Uma nods and nods and doesn’t break eye contact, but reaches one hand into her pocket.

“Do you know what it is you ask?” She says, and she keeps her voice purposefully low. She learned this in GCSE drama; if you want someone to listen then speak quietly and purposefully.

Uma leans forward and produces a thin stick from her pocket.

“They killed us by the thousand, you know”

He shifts uncomfortably.

“They burned us. They drowned a woman in the Thames, you know that? Right by London Bridge! Hanged ten people in Pendleton, shit, everywhere you look- tortured and barbarised and raped and desecrated since time immemorial.”

Uma raises out of her seat and seems to tower over the man, despite her diminutive height. She jabs the stick toward him when he tries to speak.

“You don’t speak! They nailed our joints with cold iron spikes so our bodies wouldn’t rise. They tied our thumbs to our feet and threw us in the water. All of this; all of this for being a witch, a fucking witch? They weren’t witches. They were women. You think your wife is a witch because she hasn’t cut her hair and has bought some candles?”

Uma prods the man in the chest with her stick and he freezes still, utterly motionless. His eyes are unblinking and unmoving, his mouth half open.

“Your wife wasn’t a witch, and most of those women were not witches- but I am.”

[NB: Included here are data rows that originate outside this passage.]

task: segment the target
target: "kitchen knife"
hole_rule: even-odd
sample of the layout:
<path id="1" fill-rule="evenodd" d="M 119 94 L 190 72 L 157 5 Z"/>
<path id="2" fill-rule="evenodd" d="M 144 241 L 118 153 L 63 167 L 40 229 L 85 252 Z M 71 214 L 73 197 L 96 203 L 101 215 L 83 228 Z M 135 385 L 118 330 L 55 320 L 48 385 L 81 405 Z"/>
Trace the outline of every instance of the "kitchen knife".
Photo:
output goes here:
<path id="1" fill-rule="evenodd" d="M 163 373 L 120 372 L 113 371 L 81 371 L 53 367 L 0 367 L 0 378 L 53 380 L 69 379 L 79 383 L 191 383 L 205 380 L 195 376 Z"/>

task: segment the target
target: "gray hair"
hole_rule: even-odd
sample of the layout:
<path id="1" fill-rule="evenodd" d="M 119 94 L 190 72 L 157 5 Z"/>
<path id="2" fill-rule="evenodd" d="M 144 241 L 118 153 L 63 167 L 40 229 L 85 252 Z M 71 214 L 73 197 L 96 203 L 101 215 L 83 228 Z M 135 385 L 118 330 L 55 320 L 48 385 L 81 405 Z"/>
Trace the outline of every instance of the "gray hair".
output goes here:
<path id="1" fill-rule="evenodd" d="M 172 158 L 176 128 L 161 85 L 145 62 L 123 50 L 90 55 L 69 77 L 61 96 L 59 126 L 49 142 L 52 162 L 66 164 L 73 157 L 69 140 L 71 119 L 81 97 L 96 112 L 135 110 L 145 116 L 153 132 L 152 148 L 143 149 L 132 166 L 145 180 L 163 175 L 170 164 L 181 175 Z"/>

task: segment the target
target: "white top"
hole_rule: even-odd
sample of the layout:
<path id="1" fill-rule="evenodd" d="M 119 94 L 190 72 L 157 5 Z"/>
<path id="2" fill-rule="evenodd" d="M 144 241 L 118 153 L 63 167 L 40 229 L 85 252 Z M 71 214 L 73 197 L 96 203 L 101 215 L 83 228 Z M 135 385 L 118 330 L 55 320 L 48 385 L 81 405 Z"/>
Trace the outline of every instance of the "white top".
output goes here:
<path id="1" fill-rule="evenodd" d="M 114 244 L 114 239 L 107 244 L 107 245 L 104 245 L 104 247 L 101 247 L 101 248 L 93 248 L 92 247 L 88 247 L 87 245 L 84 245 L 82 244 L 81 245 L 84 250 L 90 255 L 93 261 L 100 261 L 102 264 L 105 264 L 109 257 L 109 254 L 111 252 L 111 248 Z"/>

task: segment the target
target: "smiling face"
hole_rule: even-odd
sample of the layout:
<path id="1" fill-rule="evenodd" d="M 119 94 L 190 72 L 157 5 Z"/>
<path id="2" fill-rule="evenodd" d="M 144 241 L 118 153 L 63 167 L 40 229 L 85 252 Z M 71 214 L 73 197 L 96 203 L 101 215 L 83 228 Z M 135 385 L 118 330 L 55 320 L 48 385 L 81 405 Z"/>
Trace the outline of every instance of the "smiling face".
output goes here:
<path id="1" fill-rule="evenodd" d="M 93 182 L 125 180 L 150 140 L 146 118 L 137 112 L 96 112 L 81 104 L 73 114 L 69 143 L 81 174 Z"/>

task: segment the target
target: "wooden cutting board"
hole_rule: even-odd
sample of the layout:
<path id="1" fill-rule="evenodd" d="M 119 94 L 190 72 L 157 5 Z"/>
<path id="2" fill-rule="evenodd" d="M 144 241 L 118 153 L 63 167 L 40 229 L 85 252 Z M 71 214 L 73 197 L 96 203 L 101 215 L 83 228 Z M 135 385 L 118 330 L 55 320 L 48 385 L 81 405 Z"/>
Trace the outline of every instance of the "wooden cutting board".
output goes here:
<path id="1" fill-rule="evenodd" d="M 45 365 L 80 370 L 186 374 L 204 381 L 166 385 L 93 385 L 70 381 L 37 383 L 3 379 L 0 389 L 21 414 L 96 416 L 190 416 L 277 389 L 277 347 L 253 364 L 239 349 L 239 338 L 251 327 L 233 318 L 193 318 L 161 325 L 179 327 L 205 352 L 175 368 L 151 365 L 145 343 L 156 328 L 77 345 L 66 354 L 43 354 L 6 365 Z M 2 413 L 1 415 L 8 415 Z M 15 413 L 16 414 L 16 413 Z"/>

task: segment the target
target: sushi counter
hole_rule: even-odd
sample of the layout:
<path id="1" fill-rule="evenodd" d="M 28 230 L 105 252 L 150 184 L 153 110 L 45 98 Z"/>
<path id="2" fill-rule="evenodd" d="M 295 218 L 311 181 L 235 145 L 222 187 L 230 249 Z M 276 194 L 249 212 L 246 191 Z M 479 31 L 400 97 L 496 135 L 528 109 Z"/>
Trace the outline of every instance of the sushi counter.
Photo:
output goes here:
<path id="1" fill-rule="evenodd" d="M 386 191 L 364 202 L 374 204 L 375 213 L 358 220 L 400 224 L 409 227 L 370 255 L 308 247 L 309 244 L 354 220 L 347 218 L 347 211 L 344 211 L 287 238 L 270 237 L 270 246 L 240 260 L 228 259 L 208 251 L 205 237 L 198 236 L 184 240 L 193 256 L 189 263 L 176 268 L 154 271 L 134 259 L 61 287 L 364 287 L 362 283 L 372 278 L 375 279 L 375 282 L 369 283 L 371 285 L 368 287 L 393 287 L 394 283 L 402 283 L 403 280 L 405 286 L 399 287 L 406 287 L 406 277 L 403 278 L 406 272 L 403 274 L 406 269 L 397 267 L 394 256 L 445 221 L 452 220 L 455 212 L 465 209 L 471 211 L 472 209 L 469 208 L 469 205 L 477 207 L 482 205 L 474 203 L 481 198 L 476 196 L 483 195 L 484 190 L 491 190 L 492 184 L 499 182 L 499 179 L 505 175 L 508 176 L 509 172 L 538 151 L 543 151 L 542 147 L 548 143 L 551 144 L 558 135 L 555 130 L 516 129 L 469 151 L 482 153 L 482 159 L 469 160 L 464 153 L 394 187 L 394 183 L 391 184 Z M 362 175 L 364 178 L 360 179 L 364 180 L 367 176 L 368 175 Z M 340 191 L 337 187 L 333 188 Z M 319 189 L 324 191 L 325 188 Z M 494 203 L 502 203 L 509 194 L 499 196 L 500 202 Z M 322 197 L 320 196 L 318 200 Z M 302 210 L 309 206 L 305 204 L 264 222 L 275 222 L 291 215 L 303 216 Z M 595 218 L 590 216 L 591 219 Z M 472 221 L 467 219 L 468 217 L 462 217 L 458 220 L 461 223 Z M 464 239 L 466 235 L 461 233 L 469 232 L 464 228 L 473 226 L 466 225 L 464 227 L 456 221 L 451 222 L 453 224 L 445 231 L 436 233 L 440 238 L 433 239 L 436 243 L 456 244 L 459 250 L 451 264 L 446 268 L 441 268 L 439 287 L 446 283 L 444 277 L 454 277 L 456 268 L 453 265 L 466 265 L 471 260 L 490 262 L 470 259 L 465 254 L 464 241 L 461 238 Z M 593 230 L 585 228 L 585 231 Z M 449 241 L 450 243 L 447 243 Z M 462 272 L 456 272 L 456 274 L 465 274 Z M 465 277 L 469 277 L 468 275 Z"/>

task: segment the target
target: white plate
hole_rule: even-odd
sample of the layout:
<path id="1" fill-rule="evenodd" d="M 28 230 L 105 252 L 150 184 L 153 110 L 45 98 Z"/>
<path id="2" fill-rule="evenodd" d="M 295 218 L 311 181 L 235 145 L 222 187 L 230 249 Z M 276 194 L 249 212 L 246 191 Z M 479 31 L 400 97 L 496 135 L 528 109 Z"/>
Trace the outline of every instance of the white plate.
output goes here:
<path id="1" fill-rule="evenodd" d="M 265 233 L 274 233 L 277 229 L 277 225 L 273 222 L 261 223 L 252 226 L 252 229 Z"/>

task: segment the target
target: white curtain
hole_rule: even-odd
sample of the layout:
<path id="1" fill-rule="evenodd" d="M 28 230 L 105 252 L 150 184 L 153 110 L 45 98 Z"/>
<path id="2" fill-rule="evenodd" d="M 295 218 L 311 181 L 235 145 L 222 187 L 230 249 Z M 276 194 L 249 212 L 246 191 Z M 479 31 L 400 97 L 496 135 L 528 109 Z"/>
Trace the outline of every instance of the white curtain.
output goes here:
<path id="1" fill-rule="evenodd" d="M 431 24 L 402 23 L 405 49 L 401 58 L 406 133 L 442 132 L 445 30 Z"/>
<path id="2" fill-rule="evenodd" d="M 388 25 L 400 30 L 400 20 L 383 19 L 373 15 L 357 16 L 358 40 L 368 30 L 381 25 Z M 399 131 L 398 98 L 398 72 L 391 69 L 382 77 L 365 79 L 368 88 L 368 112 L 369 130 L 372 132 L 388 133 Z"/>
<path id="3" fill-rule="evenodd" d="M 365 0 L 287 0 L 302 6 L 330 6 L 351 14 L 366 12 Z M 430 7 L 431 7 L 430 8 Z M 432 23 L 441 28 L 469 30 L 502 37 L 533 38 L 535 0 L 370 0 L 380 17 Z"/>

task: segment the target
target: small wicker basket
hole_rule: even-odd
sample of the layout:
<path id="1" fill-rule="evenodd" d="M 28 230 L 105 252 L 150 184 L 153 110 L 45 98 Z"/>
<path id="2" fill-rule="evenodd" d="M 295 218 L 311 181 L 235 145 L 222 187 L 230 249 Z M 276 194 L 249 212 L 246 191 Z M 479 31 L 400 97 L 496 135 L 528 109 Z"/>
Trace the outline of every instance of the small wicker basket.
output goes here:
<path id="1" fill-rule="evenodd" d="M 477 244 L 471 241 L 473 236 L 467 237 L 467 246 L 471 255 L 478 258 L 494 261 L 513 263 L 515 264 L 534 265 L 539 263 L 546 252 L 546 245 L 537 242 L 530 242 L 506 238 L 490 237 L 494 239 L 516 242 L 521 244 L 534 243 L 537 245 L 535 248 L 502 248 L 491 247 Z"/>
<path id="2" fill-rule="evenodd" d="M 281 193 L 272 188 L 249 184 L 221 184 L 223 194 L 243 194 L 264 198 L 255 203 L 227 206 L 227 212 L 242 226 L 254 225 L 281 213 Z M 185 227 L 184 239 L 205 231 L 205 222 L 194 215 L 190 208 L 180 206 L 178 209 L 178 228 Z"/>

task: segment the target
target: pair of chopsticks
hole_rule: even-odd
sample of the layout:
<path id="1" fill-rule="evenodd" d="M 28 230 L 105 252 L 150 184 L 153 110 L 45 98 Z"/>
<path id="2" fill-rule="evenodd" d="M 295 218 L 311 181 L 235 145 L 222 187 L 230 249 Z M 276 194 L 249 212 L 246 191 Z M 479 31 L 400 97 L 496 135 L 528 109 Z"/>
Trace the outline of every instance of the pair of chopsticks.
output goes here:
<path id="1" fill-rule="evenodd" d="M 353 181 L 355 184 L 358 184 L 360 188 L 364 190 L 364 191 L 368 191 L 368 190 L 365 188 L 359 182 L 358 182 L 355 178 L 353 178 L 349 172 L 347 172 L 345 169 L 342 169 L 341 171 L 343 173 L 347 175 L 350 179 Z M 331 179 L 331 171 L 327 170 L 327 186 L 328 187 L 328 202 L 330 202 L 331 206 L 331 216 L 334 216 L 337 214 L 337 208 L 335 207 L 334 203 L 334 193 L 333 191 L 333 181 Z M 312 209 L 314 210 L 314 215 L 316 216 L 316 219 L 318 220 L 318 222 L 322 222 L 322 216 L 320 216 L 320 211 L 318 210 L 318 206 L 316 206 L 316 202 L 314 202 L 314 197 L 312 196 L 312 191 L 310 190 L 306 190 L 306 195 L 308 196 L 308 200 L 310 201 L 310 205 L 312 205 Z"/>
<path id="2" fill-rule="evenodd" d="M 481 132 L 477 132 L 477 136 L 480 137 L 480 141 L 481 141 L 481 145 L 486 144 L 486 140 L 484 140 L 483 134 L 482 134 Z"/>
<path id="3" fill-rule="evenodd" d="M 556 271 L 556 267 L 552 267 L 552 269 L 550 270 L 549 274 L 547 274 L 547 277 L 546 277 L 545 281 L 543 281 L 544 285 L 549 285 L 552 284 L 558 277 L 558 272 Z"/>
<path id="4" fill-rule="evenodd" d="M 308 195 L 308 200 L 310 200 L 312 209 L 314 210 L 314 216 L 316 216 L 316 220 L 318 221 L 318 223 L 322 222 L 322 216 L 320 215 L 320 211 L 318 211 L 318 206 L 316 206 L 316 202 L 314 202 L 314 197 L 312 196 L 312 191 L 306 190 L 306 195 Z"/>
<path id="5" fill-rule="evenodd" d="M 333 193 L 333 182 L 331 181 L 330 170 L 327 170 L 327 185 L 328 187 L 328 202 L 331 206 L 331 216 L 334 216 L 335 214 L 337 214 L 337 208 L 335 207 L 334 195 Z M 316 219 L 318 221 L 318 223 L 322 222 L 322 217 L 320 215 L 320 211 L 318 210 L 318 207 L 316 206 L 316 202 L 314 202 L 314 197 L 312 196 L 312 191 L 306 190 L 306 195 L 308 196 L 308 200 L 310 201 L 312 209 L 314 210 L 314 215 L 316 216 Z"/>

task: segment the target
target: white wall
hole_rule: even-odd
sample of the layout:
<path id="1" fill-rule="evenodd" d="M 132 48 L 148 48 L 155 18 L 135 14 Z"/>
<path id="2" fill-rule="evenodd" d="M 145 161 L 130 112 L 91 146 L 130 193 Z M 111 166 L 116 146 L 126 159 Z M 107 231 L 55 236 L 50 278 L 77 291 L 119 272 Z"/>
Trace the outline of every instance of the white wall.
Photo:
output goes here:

Uma begins to laugh and she slaps the man once, twice, thrice. She picks up the money and pockets it and then sits back at her seat and looks at the ceiling. When she speaks, her voice is higher, colder, mocking.

-I could let you suffocate, fat man

-I could introduce my rat to your mouth, and let him find a new nest, stupid man

– I could turn your cock to spiders and your eyes to slugs, arrogant man

She continues for a long time in this vein, minutes, and then snaps her fingers and the man can move, can breathe. He gasps and collapses, clutching the table.

“Go now,” Uma says, “go and buy your wife something nice, and take her out to dinner, and if you don’t, then…all of the above.”

Downstairs outside the noodle restaurant a teenage girl in a Ramones t-shirt clutches a pamphlet, and is almost knocked to the ground as a sweating businessman sprints from the restaurant. She watches him run through the market and out of sight, and then turns back to the shop. There is a woman there, with a cool haircut and Chelsea boots and a pierced nose. The woman waves, and the girl waves back, and they both smile.